About 300 000 premature deaths per year and a significant number of non-communicable diseases such as asthma, cardiovascular problems and lung cancer are attributed to air pollution. Air pollution continues to be the number one environmental cause of early death in the EU. In this regard, the worst pollutants are particulate matter, nitrogen dioxide and ozone.
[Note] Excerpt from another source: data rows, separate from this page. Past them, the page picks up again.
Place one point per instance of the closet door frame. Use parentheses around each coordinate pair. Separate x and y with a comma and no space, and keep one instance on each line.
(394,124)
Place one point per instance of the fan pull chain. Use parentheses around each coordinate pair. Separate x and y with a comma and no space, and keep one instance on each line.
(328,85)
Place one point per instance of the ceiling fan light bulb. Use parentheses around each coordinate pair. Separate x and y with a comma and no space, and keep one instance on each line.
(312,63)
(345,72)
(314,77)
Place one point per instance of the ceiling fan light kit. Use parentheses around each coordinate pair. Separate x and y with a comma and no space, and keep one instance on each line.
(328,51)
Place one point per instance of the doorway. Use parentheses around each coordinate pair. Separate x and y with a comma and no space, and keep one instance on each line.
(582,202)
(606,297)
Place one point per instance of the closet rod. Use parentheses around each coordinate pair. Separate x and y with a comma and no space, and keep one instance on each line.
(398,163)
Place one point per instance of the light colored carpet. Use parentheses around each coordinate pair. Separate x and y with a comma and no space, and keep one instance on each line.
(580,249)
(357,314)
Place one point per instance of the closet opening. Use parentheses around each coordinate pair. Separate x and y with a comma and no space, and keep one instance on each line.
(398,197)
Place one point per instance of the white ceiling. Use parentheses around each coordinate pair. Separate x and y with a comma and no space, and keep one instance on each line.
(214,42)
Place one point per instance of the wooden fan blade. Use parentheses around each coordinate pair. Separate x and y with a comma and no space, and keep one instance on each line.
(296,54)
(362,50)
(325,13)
While air pollution affects all of us, it has the biggest impact on the most vulnerable and sensitive groups of society: children, people with medical conditions, older persons, and those living in poorer socio-economic conditions as they often live in areas with higher levels of air pollution.

In addition, air pollution threatens the environment through acidification, eutrophication, and ozone damage, causing damage to forests, ecosystems and crops. When ecosystems already suffer from excessive nitrogen levels in water, nitrogen deposition from air adds further pollution. Today, eutrophication exceeds critical loads in two thirds of ecosystem areas across the EU. This has a significant impact on biodiversity and the services it delivers for us all.

The last update to the Ambient Air Quality Directives dates back to 2008. Since then, new scientific evidence about the health impacts of air pollution has become available. The revised WHO Air Quality Guidelines published in September 2021 recommend introducing stricter air quality standards.

The evaluation (fitness check) of the Ambient Air Quality Directives showed that the current Directives helped to reduce air pollution. Compared to the 1990s, there are about 70% fewer early deaths attributable to air pollution. But Europe's air is still too polluted, to the detriment of our health and environment.